Immunological Determination of Phosphoenolpyruvate Carboxylase and the Large and Small Subunits of Ribulose 1,5-Bisphosphate Carboxylase in Leaves of the C4 Plant Pearl Millet 1

Carole L Bassett 1,2, Claire A Rinehart 1,3, James R Y Rawson 1,4
PMCID: PMC1064614  PMID: 16664145

Abstract

The light-dependent development of the photosynthetic apparatus in the first leaf of the C4 plant pearl millet (Pennisetum americanum) was monitored by immunologically determining the concentration of phospho-enolpyruvate carboxylase and ribulose 1,5-bisphosphate carboxylase. A competitive enzyme-linked immunosorbent assay procedure using antibodies to the monomeric subunit of phosphoenolpyruvate carboxylase and the large and small subunit of ribulose 1,5-bisphosphate carboxylase was used to quantitate the amounts of these polypeptides in the first leaf of etiolated seedlings and etiolated seedlings exposed to light for varying periods of time. Phosphoenolpyruvate carboxylase was present in etiolated tissue; however, light stimulated its synthesis nearly 23-fold.
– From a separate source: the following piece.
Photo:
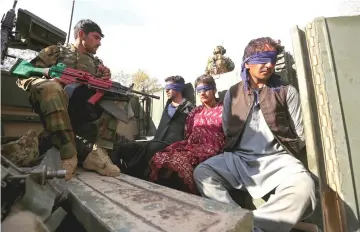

Maximum accumulation of phosphoenolpyruvate carboxylase occurred approximately 4 days after etiolated plants were placed in the light. Both the large subunit and the small subunit of ribulose 1,5-bisphosphate carboxylase were present in leaves of etiolated seedlings. Light also stimulated the synthesis of both of these polypeptides, but at different rates. In etiolated leaves there was approximately a 3-fold molar excess of the small subunit to large subunit. Exposure of the etiolated leaves to light resulted in the molar ratio of the large subunit to the small subunit increasing to approximately 0.72. These data indicate that the net synthesis of these two polypeptides is not coordinately regulated at all times.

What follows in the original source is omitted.